The construction was initiated in 1514 and finalized in 1520, under the project of the architect Francisco de Arruda along with Boitaca, and ordered by king Manuel the 1st. Symbol of the Royal prestige, the decoration boasts the Manueline iconography, conjugated along with naturalists elements.

The most highly decorated side of the Tower is south facing, with its narrow balcony. On the cloistral wall that rises above the bulwark, there is a sculptured image of the Virgin with Child dating back to the 18th century, forming the prow of the tower.

Cacilhas

Village located in Almada, Cacilhas is famous for its big Restaurant offer mainly dedicated to fresh fish, and also for the important public transport hub that link, through the typical “Cacilheiros” Boats, Lisboa to the South margin of the Tagus river, and enriched with a good road network.

The vestiges of human occupation in Cacilhas date back to the 8th century B.C., with archaeological points that attest the existence of a locality from the Bronze Age and, afterwards an important Phoenician trading centre. Cacilhas confirms, since remote times, the importance of the river Tagus, as a source of food and maintenance but, mostly as a communication and trading tool.

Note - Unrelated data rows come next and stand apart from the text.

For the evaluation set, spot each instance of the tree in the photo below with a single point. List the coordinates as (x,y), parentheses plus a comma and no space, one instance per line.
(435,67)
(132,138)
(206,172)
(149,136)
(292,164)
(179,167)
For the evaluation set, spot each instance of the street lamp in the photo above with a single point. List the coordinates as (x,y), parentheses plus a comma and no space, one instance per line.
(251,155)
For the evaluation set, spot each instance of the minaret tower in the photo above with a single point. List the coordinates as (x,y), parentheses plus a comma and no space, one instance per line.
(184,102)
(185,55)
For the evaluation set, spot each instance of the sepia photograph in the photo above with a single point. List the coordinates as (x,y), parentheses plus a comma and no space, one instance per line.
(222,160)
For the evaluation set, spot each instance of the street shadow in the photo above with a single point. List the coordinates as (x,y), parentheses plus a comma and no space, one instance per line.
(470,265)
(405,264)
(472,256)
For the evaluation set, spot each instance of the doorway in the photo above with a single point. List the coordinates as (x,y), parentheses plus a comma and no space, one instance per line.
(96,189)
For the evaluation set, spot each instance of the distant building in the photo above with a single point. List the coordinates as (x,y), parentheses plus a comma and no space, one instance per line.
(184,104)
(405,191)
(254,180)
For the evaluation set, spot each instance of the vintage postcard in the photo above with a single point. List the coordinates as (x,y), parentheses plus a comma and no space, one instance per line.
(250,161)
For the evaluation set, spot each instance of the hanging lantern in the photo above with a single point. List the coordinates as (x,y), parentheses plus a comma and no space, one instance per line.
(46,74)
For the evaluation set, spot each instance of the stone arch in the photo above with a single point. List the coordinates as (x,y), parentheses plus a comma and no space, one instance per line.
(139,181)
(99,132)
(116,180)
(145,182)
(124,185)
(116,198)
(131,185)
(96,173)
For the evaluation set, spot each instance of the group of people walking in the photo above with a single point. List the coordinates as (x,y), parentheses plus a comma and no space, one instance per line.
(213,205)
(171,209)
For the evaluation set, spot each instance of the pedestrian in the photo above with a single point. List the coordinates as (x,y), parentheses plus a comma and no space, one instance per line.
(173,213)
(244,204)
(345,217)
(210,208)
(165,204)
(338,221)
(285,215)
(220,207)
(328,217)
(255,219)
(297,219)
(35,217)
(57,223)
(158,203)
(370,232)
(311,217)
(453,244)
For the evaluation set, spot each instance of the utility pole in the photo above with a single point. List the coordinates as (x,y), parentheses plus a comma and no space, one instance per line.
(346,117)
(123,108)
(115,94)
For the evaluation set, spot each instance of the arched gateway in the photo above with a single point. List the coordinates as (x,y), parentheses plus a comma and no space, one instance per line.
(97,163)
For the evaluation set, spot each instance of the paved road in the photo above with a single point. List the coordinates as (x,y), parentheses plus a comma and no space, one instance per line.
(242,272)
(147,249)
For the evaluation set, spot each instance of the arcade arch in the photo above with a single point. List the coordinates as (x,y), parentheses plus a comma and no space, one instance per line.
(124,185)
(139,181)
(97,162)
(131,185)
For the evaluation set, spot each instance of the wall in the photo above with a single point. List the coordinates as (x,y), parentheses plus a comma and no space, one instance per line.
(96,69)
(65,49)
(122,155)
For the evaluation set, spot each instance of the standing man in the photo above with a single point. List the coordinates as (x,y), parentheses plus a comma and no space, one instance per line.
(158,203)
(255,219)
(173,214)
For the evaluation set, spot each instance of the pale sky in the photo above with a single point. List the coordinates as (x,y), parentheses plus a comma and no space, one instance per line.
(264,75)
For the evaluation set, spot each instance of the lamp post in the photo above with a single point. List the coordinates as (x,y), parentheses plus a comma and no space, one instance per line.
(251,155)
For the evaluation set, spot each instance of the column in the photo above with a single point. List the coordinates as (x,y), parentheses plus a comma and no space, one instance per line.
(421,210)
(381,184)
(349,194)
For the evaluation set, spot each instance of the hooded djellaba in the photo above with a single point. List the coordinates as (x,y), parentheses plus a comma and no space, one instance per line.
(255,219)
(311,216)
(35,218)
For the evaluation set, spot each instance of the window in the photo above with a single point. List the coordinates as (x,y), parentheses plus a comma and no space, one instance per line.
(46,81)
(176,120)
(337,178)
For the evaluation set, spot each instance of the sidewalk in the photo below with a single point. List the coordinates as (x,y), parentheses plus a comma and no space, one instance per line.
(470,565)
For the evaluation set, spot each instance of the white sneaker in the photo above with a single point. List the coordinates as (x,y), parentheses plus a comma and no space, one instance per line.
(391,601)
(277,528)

Cacilhas has a pleasant Riverside area, that lately has suffered several improvements and reformulation works, in order to adjust a depredated space in a charming leisure space with a better relation with the city and the river.

Cacilhas also comprehends a lovely heritage, like the Nossa Senhora do Bom Sucesso Church, the Archaeological station of Quinta do Amaraz that teach much about the history of the region, or the Roman Fish Salting Industry, probably built in the century 1 a.C.